For a sense of where things stand, we charted out funding to cancer-focused startups over the past five years:
The year-over-year decline in 2022 largely mimics what we see across startup sectors. Global venture funding has been falling every quarter this year, culminating in Q3 numbers that were down 53% from year-ago levels.
As with other areas, late stage has shown the sharpest declines for cancer funding. Early stage has held up better, both for deal counts and total investment.
“There is still quite a lot of interest, especially in Series A and Series B,” said Luba Greenwood, managing partner at Binney Street Capital, a venture fund affiliated with Boston’s Dana-Farber Cancer Institute.
What’s sputtered out is pre-IPO funding, as very few companies — in biotech or any other industry — are making it to public markets.
Where early stage is going
Data supports the notion that early stage is where it’s at. Half of the 10 largest cancer-focused funding rounds were Series A or B deals.
The biggest early-stage financing went to Treeline Biosciences, a developer of precision medicines that closed a $263 million Series A in October. Other big rounds include a $225 million Series B for Delfi Diagnostics, maker of tests for early cancer detection, and a $221 million Series B for ArsenalBio, a developer of advanced CAR T-cell therapies for solid tumors.
For a broader picture, we list the 10 largest 2022 rounds below:
Beyond moving earlier, Greenwood said investors are seeking out startups with novel approaches.
“We have spent so much money on the same me-too mechanisms. … Now, money is going to be concentrated in true innovation,” she said.
From Greenwood’s perspective, some of the most promising areas for novel innovation come from companies working on breakthroughs pertaining to cell state biology and the mechanism of differentiated cell death. She’s also optimistic about progress in the field of liquid biopsy, particularly for detecting cancer early and monitoring its progression.
To look at themes across our largest early-stage funding recipients, the term “precision” is the keyword of choice. Self-described immunotherapy startups also continue to draw significant funding, as they have for a number of years.
Still, funding is down some at seed and early stage this year, as the chart below illustrates:
Late stage and beyond
Funding declines at late stage are much more dramatic, as the chart below illustrates.
Beyond seed, early and late stage, we’re also seeing some contraction in investment at undisclosed-stage financings.
However, well-established startups that have been around awhile are getting some sizable financings. Freenome, a developer of blood tests for early cancer detection founded in 2014, landed $290 million from Roche early this year, bringing total investment to date to $1.1 billion.

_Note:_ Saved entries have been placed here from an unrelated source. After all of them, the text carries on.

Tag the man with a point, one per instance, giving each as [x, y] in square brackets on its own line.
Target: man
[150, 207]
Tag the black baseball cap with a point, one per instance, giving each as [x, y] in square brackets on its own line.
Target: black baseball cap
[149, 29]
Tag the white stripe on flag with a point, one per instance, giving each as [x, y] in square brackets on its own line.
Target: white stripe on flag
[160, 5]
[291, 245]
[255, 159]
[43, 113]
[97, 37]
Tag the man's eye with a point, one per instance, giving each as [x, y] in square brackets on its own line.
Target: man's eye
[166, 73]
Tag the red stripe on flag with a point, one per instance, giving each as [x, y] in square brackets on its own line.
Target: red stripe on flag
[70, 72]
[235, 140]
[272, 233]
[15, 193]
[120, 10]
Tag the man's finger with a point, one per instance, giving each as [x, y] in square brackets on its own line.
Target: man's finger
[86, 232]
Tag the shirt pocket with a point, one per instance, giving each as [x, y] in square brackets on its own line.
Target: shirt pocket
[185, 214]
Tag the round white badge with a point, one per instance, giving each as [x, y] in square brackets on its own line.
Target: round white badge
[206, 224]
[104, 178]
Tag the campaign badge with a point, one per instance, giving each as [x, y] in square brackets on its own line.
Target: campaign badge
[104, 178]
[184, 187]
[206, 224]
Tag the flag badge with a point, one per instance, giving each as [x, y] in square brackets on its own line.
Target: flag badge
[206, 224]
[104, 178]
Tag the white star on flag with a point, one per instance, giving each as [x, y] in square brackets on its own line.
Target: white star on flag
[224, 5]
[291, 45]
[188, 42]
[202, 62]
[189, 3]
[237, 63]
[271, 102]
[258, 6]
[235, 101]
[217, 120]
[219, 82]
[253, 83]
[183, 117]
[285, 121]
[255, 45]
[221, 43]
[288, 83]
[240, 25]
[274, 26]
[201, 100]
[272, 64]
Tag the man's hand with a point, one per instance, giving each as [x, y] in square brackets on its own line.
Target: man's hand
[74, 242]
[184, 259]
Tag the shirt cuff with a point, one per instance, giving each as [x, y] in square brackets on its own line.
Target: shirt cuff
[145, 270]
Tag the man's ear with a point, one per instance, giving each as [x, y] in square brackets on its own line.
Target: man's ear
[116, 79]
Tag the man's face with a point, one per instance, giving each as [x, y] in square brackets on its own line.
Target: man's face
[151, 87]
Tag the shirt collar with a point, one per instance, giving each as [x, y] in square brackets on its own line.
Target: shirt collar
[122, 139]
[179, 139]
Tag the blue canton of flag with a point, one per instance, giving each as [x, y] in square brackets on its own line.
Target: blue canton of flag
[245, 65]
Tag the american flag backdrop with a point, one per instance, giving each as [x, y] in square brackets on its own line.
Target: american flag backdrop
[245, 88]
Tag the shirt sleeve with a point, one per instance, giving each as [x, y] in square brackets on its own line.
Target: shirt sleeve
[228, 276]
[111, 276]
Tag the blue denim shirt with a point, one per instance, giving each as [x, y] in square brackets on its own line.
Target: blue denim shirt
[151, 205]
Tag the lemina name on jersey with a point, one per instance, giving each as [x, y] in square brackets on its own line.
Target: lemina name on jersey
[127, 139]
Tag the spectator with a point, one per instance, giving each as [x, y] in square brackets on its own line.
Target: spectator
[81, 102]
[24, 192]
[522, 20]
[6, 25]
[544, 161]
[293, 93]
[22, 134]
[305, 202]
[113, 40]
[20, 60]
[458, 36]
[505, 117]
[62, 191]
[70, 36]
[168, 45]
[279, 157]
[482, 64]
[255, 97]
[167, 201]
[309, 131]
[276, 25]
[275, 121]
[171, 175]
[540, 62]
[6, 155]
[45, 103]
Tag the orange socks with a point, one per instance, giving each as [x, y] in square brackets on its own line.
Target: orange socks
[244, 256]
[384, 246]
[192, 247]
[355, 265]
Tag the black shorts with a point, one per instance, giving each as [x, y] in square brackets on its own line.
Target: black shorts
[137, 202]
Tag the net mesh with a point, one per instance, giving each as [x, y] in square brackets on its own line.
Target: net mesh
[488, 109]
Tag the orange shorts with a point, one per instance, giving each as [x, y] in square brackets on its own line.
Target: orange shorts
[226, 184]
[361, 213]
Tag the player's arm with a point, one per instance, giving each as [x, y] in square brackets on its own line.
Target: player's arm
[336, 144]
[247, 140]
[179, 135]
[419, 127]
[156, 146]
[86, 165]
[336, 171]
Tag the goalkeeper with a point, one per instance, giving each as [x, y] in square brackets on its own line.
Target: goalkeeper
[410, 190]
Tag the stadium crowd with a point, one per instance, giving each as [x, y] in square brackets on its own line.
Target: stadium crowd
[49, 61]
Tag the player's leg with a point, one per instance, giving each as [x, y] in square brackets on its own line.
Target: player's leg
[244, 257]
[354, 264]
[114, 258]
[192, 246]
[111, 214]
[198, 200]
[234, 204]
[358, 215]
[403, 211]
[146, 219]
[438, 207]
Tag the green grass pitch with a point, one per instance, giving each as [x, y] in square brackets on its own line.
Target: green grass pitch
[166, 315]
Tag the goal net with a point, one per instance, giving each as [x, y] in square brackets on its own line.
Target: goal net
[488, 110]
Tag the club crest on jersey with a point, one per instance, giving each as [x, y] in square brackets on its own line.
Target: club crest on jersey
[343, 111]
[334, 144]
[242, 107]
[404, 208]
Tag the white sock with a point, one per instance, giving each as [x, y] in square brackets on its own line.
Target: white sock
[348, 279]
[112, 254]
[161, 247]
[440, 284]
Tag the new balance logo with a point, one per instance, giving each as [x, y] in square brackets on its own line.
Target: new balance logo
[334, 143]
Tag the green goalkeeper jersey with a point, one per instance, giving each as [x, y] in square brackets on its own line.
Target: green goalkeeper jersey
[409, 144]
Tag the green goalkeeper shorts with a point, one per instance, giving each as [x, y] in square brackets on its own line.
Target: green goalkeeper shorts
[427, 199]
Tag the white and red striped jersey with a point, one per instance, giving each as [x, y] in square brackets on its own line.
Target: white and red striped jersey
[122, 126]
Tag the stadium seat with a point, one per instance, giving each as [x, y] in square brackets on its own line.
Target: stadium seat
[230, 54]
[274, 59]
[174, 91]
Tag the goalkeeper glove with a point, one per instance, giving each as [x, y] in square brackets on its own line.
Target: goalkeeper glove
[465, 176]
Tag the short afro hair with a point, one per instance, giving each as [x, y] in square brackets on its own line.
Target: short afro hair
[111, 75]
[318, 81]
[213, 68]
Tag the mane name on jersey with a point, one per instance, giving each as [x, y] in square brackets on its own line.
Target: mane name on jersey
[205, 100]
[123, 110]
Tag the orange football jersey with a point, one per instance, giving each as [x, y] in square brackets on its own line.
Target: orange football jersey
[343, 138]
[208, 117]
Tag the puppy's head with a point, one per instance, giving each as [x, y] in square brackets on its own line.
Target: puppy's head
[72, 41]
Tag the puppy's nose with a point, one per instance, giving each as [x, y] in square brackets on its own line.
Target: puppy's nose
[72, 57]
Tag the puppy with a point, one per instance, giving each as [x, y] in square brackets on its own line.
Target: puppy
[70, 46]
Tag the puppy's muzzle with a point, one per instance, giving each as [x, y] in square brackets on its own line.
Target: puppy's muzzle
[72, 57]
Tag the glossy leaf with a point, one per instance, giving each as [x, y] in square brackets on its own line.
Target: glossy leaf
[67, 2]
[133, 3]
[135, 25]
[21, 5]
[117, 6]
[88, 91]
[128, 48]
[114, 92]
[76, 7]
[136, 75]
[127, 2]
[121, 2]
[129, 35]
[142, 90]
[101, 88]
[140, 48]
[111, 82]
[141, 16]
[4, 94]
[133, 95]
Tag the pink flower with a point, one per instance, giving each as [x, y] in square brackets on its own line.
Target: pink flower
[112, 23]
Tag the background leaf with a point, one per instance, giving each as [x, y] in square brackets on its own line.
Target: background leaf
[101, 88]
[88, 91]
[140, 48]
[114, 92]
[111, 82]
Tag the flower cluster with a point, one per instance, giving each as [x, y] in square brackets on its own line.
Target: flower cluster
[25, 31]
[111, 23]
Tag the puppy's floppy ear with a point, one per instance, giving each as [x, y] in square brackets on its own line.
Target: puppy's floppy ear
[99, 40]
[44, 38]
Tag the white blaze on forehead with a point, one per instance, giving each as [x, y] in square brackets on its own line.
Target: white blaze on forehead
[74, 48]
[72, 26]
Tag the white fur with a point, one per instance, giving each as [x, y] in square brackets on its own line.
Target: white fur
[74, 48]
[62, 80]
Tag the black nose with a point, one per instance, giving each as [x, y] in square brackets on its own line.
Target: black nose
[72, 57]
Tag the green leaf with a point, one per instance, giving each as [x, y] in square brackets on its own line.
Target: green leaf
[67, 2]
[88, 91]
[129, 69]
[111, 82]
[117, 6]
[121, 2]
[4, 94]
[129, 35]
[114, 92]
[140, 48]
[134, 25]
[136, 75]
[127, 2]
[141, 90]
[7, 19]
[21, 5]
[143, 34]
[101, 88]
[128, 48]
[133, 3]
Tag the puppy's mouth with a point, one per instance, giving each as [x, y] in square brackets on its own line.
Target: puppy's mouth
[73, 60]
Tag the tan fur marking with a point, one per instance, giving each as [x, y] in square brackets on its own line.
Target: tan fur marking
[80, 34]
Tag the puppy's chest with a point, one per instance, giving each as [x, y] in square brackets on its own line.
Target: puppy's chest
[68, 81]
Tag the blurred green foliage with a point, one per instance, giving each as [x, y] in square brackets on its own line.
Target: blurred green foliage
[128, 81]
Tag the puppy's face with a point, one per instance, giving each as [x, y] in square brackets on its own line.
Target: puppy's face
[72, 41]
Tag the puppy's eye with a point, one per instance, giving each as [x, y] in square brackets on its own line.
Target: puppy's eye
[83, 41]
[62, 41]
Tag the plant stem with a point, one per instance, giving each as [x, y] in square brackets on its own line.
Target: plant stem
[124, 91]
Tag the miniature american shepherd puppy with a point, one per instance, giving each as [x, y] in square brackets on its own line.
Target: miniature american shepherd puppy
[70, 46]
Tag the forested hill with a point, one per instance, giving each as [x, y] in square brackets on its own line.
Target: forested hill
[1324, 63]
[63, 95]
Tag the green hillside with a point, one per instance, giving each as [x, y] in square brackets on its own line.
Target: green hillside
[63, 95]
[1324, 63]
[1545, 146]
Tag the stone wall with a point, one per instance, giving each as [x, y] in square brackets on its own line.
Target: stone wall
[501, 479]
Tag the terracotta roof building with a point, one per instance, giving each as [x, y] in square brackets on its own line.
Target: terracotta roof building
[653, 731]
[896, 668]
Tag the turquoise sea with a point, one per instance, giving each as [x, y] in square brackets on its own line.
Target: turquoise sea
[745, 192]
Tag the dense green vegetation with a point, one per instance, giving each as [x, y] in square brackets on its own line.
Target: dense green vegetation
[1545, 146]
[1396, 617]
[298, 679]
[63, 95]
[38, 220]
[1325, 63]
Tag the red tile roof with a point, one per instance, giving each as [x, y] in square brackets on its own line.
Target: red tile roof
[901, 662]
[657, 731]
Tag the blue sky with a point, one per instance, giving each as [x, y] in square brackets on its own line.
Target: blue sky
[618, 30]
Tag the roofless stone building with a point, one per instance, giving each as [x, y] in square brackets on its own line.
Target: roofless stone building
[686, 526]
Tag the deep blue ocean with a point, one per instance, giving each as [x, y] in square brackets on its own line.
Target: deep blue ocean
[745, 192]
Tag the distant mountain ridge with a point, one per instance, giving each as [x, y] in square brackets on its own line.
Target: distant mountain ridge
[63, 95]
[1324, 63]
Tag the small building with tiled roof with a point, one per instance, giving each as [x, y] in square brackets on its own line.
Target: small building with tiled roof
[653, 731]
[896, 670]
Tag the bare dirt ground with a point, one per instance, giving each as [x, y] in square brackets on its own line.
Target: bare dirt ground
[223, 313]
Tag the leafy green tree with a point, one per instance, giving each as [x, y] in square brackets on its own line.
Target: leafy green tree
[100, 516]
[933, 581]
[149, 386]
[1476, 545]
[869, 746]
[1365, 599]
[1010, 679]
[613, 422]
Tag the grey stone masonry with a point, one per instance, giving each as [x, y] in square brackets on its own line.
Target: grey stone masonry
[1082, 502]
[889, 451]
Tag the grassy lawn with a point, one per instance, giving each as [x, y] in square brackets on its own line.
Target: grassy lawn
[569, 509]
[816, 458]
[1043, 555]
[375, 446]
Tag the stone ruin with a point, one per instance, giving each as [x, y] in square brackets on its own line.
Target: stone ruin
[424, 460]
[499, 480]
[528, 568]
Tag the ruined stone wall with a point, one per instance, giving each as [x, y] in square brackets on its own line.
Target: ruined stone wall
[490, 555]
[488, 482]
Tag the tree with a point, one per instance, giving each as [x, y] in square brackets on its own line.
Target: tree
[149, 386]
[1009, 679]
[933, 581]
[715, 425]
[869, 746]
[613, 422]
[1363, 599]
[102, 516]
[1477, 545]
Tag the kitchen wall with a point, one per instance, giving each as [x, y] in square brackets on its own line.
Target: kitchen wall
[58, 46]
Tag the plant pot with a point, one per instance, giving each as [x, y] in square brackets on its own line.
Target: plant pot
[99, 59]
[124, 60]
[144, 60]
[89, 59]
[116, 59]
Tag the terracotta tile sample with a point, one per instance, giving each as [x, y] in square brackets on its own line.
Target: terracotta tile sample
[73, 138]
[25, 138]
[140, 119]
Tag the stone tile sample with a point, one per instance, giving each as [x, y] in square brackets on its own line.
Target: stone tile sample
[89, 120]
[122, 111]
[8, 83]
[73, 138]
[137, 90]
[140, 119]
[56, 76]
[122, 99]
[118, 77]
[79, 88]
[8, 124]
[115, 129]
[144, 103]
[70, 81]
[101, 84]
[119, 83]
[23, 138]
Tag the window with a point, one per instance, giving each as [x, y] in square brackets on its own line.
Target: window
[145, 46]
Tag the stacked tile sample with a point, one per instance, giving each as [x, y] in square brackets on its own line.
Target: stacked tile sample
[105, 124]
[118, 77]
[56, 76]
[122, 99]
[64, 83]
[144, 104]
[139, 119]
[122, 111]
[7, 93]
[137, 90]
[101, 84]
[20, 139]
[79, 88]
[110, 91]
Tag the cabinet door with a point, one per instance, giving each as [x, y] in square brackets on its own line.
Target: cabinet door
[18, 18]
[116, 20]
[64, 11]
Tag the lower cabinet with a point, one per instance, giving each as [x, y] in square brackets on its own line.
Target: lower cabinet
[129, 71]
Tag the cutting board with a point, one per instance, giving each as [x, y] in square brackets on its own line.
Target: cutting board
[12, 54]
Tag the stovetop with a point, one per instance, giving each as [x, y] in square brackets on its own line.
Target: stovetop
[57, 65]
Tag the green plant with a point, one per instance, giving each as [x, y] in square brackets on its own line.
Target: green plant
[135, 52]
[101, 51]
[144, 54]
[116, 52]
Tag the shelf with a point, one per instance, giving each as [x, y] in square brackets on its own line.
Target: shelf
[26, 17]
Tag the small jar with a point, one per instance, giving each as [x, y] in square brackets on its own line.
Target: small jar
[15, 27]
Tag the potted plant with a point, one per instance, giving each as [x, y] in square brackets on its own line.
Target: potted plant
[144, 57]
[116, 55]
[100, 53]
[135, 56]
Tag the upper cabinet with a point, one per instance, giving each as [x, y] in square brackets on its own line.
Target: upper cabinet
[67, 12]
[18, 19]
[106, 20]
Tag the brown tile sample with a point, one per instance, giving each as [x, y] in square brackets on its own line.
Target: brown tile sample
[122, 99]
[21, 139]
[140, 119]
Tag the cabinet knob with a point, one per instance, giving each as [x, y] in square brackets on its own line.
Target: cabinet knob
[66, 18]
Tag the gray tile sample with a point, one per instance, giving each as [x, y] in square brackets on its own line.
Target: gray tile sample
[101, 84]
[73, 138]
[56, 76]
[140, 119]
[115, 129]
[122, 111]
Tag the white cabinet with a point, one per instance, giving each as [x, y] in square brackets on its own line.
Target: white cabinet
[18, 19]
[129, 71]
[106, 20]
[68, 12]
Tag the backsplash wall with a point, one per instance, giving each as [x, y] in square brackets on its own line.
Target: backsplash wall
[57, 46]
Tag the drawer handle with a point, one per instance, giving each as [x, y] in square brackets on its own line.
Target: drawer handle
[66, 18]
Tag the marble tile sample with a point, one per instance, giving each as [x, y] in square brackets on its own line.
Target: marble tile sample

What’s not happening are big rounds for companies on the cusp of a public offering. After dozens of cancer-focused companies took advantage of the wide-open IPO window in 2021, this year is a different story. Offerings have slowed to a crawl in recent months amid a broader downturn for biotech and health care stocks.
It doesn’t help that the Class of 2021 cancer-related IPOs haven’t been faring especially well. In a sample set of 20, the vast majority are currently trading well below early and peak share prices.
At the early stages, nonetheless, venture investors remain undeterred, per Greenwood, who observed: “Investors who invest in real science and real technologies that are curative for patients, we are not so invested in what’s going on in the public markets.”